A tudo isto juntaram-se outras situações pessoais graves que desencadearam uma paragem reflexiva para tentar encontrar um novo rumo na minha vida que realmente respondesse à minha necessidade vital.
P. Uma necessidade vital, que pensamos que se refere à sua “programação para ajudar”, mas na realidade o que ela faz é apoiar na morte.
A. Na abordagem para implantar uma nova atitude profissional pensando no suporte à vida, já estava suficientemente abrangido: organizações humanitárias, grupos de apoio de todos os tipos e em todas as áreas, tanto privadas como públicas; mas descobriu que ninguém havia pensado em dar apoio num momento tão doloroso como a morte, mas que está indissoluvelmente ligado à vida.
Percebi que existiam protocolos completamente estereotipados, impessoais e frios no ambiente de cerimónias fúnebres ou enterros, tanto religiosos como seculares, e percebi que isso poderia mudar. Fazer da despedida um ato mais humano, reconhecendo o fato da morte e reavivando a memória de quem faleceu. Isso deu origem ao projeto Agradecimentos.
P. Entendo que isso possa ser consequência do fato de não existir uma cultura da morte em nosso ambiente, apesar de ser uma parte da vida à qual não se pode renunciar.
R. É preciso levar em conta que este país está imerso no catolicismo, que baseou grande parte de sua doutrina no medo, na culpa, no céu e no inferno e na morte como uma renúncia a tudo o que é vivido. Às vezes penso que é um radicalismo que não é real, que não é profundo, porque em mais de uma ocasião pessoas com muita fé renunciaram à doutrina, porque não compreenderam a morte.
Com o aumento da laicidade, esse cenário possivelmente mudou um pouco, mas falta muita cultura da morte, da “doce morte” como outras culturas e outros países que transformam esse momento em festa. E é isso que estou tentando conseguir, que as pessoas transformem a despedida numa celebração vital de lembrança e de despedida profunda.

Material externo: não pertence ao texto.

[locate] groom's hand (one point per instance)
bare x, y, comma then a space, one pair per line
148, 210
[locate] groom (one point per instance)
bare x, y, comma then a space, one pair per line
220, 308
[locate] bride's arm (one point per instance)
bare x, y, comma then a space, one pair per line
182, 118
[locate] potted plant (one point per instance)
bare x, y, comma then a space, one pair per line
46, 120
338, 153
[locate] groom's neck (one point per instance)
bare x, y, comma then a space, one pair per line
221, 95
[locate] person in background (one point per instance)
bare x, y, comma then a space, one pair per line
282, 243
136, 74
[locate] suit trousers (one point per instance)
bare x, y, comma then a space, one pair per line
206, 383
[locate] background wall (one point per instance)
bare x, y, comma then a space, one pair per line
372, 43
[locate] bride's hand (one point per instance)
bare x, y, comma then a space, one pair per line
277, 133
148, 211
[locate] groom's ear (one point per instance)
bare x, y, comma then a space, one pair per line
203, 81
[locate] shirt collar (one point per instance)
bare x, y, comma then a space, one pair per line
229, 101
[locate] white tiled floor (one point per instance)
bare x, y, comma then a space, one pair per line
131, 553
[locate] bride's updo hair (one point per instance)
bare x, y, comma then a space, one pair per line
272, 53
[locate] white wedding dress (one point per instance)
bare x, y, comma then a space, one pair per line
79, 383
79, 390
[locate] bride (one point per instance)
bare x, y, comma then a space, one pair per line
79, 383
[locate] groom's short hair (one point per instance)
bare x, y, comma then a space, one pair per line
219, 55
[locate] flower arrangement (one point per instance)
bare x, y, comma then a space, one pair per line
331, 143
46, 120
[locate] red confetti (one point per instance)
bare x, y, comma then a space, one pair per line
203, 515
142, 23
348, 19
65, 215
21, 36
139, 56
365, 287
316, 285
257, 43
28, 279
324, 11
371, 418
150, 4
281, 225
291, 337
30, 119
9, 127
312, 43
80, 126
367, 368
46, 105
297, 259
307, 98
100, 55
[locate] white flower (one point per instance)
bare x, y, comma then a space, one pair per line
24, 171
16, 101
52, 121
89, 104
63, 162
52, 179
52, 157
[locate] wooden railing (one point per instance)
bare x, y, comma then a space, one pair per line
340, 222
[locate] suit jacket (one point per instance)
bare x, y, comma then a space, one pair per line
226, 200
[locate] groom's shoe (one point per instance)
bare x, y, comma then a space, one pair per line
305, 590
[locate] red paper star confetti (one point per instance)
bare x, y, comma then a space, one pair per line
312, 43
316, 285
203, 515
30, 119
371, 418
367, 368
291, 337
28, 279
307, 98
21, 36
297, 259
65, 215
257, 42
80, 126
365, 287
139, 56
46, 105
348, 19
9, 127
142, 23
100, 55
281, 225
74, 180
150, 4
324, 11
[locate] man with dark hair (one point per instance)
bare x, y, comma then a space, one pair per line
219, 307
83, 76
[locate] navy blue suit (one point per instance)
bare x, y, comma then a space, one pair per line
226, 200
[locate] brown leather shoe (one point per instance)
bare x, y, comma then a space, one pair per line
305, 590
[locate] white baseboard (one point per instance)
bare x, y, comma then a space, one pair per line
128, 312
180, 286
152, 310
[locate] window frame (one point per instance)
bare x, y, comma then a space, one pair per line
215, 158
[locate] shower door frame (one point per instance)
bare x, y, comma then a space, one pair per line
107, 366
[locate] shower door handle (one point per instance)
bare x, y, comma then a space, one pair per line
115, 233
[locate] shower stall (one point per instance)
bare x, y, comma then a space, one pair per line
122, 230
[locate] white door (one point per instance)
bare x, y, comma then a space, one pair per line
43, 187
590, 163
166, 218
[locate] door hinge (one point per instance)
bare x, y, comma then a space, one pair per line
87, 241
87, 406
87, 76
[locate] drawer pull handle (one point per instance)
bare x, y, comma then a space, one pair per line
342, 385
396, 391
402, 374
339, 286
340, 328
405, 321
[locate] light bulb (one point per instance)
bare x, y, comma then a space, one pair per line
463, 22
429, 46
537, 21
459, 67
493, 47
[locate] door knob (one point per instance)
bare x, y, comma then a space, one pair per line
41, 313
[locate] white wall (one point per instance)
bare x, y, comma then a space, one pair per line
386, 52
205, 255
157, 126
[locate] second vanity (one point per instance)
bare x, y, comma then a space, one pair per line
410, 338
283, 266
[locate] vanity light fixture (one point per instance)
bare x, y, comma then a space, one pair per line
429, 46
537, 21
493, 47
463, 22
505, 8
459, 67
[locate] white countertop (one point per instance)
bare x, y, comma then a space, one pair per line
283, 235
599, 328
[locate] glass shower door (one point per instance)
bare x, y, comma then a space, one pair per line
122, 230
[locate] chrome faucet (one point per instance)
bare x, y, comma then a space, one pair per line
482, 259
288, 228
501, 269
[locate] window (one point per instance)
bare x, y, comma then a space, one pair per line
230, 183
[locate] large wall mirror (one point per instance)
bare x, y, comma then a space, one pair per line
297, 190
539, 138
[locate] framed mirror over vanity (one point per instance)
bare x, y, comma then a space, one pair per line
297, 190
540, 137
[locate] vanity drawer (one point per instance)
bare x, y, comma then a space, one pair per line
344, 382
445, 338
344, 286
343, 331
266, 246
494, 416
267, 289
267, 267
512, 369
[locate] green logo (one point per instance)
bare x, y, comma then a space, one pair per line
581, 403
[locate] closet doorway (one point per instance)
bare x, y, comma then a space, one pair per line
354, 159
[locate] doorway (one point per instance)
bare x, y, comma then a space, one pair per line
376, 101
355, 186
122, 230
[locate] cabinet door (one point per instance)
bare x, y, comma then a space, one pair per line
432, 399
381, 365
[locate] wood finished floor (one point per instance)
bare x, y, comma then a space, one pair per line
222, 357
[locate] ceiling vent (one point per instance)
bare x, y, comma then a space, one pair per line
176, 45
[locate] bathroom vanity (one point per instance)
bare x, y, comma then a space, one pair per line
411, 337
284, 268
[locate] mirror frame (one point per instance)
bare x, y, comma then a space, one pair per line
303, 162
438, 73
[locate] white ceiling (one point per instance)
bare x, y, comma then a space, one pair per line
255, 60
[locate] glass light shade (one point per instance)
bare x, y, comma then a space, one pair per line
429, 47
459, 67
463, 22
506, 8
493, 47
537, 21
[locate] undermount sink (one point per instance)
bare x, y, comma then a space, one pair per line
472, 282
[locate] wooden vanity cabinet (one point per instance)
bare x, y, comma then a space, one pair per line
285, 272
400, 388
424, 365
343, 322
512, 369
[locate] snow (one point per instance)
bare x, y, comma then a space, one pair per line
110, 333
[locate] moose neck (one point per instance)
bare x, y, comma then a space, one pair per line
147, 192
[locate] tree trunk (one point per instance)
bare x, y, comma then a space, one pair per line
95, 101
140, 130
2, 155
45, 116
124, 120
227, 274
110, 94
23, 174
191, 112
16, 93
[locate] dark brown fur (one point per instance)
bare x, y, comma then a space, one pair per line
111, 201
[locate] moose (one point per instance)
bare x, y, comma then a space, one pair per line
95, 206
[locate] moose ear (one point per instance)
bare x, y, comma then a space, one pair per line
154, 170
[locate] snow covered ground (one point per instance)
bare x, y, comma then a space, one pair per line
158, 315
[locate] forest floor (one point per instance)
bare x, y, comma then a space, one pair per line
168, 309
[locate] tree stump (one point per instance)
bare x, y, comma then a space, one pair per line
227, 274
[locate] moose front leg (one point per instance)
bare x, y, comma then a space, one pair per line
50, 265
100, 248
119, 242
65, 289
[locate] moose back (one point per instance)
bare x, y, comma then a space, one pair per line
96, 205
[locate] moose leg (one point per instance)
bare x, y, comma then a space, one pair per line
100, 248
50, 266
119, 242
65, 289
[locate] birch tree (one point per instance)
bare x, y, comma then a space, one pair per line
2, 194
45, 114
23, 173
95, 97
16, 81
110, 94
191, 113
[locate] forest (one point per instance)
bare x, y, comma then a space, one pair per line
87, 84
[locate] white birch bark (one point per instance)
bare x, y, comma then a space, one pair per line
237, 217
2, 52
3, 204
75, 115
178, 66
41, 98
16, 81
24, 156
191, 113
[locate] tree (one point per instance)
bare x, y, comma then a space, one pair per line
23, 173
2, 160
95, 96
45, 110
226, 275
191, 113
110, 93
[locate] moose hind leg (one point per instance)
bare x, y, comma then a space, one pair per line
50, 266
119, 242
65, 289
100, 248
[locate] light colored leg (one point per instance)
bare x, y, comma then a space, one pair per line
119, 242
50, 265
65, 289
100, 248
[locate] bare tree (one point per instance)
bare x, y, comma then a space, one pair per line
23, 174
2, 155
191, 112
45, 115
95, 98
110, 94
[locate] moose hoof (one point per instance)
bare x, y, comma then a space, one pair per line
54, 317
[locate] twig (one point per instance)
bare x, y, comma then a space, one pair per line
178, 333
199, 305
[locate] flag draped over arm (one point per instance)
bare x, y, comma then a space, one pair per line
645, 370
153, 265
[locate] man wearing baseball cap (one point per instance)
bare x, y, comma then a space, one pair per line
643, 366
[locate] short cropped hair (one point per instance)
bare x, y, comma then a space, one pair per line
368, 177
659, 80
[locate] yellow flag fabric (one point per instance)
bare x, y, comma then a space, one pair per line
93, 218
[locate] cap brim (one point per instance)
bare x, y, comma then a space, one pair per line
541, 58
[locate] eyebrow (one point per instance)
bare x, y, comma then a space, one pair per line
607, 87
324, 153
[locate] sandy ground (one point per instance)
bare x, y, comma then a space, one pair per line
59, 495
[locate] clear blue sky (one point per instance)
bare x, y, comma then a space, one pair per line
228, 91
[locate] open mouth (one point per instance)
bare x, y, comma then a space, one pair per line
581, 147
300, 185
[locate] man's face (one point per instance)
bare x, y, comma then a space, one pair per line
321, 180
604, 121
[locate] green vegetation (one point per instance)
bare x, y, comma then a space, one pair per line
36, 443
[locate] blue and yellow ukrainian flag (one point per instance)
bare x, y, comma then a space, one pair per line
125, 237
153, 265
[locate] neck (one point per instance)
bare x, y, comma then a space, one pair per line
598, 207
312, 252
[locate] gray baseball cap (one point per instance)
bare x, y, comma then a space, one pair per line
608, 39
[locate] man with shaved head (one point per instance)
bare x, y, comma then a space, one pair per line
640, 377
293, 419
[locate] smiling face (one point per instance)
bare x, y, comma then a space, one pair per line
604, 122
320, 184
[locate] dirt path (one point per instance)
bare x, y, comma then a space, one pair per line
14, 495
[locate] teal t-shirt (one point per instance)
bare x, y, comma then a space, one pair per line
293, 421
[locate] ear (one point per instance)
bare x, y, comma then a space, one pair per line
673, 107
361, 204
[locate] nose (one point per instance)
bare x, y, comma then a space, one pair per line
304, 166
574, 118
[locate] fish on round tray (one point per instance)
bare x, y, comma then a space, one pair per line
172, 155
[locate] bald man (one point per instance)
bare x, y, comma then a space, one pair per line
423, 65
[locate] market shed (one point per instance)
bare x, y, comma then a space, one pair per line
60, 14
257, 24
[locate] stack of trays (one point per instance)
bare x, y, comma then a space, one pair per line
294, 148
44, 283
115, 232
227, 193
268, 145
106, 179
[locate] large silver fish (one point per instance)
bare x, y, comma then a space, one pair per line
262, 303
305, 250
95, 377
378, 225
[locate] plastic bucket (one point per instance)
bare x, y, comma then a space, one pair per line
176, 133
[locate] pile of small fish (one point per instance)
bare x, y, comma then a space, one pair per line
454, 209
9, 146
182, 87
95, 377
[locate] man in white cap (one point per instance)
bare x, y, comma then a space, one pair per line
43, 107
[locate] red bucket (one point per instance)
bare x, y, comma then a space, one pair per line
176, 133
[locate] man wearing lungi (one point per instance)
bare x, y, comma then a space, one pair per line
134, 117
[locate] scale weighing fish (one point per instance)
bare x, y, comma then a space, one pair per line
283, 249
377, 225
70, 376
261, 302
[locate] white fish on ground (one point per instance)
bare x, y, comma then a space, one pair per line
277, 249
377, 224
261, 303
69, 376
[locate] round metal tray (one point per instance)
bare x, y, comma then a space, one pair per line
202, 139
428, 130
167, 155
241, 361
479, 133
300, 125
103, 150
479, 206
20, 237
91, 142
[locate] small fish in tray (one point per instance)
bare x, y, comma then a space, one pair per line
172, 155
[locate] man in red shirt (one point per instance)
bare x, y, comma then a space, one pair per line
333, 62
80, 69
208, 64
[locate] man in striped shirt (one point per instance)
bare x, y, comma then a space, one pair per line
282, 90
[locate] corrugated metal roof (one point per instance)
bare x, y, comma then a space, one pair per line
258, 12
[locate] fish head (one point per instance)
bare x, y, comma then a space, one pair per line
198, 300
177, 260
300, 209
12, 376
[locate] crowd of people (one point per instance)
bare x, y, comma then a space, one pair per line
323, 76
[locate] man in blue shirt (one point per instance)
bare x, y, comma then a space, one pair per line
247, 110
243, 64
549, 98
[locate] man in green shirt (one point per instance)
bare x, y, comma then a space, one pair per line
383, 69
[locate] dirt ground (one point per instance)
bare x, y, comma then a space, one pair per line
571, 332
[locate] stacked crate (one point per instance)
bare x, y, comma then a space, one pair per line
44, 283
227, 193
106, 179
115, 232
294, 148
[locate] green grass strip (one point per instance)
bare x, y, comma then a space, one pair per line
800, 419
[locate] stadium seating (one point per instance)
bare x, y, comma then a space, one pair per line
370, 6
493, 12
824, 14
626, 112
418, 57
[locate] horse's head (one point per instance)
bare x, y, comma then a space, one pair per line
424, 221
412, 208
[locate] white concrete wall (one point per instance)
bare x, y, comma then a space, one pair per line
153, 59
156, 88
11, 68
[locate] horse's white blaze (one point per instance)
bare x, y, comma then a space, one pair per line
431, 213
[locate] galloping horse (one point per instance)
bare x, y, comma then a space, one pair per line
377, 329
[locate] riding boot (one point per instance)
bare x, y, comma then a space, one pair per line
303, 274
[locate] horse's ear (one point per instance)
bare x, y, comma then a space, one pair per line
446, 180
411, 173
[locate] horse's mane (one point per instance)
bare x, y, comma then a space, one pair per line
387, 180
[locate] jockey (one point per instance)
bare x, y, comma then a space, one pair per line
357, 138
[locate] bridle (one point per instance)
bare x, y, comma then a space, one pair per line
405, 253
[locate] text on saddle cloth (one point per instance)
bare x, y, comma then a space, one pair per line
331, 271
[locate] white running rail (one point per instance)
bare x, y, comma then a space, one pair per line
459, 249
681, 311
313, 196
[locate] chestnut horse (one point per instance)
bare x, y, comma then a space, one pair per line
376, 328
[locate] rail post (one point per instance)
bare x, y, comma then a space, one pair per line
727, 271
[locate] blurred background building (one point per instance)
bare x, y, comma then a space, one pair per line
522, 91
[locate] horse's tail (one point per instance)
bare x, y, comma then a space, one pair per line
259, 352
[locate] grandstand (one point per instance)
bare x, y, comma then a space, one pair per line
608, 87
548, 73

Acho que as escolas não deveriam ter medo de explicar a morte e por que ela termina e as famílias também deveriam conversar com as crianças para fazê-las entender que os pais não estarão presentes para o resto da vida.
E, por outro lado, também posso dizer que seria importante pensar nos desejos antecipados, um documento pessoal com o qual facilitamos a quem nos rodeia como queremos que seja a nossa despedida. É ainda uma forma de reconhecer o resultado e uma decisão como a eutanásia também pode ser.
P. Ser mulher torna mais fácil ser sensível ao sofrimento e à dor?
R. É uma questão delicada, mas, mesmo assim, devo dizer que pelo fato genético, se somos mães, provavelmente temos mais sensibilidade. A constatação desse fato é que na grande maioria dos grupos que atendem ao luto pelas perdas, são mulheres; possivelmente é o sentido de “cuidar de…” que construímos em nosso DNA.
P. Obrigado, entendo que você está mudando ou fazendo a pedagogia da morte.
R. Quero acreditar que sim, ou esta é a minha vontade, mas devo também dizer-lhe que não esperava encontrar tantos obstáculos. Os protocolos e rituais estabelecidos são muito sólidos e contundentes, e somados ao momento de precipitação com que a morte se apresenta, é complicado conseguir planear cerimónias adequadas e renovadoras. Porém, isso está se tornando cada vez mais comum e as pessoas querem se despedir dos entes queridos, querendo que sua memória viva, e esse é o meu objetivo.
Os agradecimentos pretendem ser uma alternativa ao estabelecido, aos estereótipos e à forma muitas vezes “desastrosa” de se despedir, porque em geral a pessoa que morre tem ao seu redor muitas pessoas que a amaram e que esperam poder mantê-la viva. memória o maior tempo possível. É meu objetivo fazer das cerimônias de despedida uma celebração doce e agradável, uma forma de agradecer pelos momentos de vida que compartilhamos com o falecido.